Meet Maham Khan, a Graduate College Fellow and doctoral student in the English program. Read on to learn more about her favorite places in Kent, what she enjoys doing in her free time and what advice she has for incoming graduate students.

Where is your hometown?

I am from Islamabad, Pakistan.

Why did you choose Kent State University?

As a Fulbright scholar, I was placed at KSU because the English department aligned with my academic interests. However, I chose Kent personally because of its progressive values, and its commitment to diversity. It was important to me that I spend my time in graduate school in a place that feels supportive for international students.

What do you like most about living in/near Kent? Do you have a favorite local spot or activity?
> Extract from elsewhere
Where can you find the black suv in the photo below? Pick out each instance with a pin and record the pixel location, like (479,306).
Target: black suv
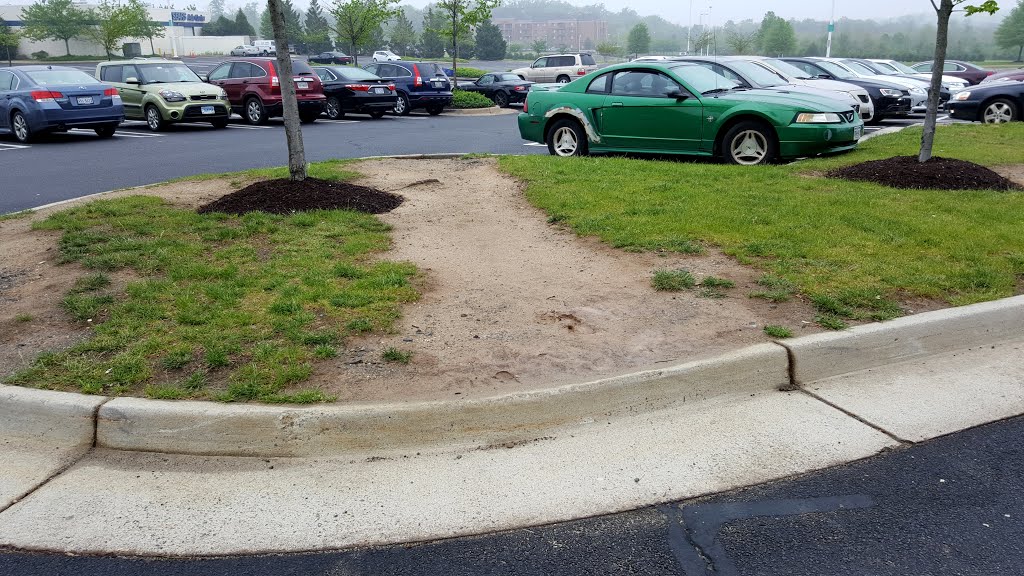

I like how it's small and feels very familiar immediately, but you can always travel to bigger cities nearby. The weather is beautiful! Even the snowstorms are lovely (when you're warm and indoors). My favorite spot is Last Exit Books–I could spend hours wandering around there. And all the little coffee shops downtown.

What is your favorite KSU memory?

There are quite a few, but October of last year stands out to me (and not just because my birthday is in October). In the fall, the campus looked magical–I love the sound of crunching leaves under my foot, and feeling the days get shorter and chillier. There was also an exorbitant amount of Halloween candy available. It was truly one of the best times I’ve had.

What are some differences you've noticed in being a graduate student (expectations, pressures, visibility, etc.) than those of an undergraduate student?

Most of the pressure comes from within–no matter how many hours I spent reading, it’s never enough. Consistency is more important than just being intelligent, however. I have found that in my undergraduate years, there was more of a sense of community, whereas graduate school is obviously more academically rigorous. However, since you’re older, you’re naturally more secure in your sense of self, and genuinely enjoy your studies.

What advice do you have for incoming graduate students?

When you’re a graduate student, it’s important to show initiative and structure your time yourself. Professors are there to facilitate you, but at the end of the day, you have to decide what you want to do and how. That can be scary, but it also makes means you’re far more in control of your academic trajectory than you were as an undergraduate student. Also, make time to have a life–school is important, but it can’t be your entire personality.

Fun Fact About Me:

I have a form of synesthesia called ordinal-linguistic personification, where people associate personalities with numbers (it sadly does not make me good with numbers, however).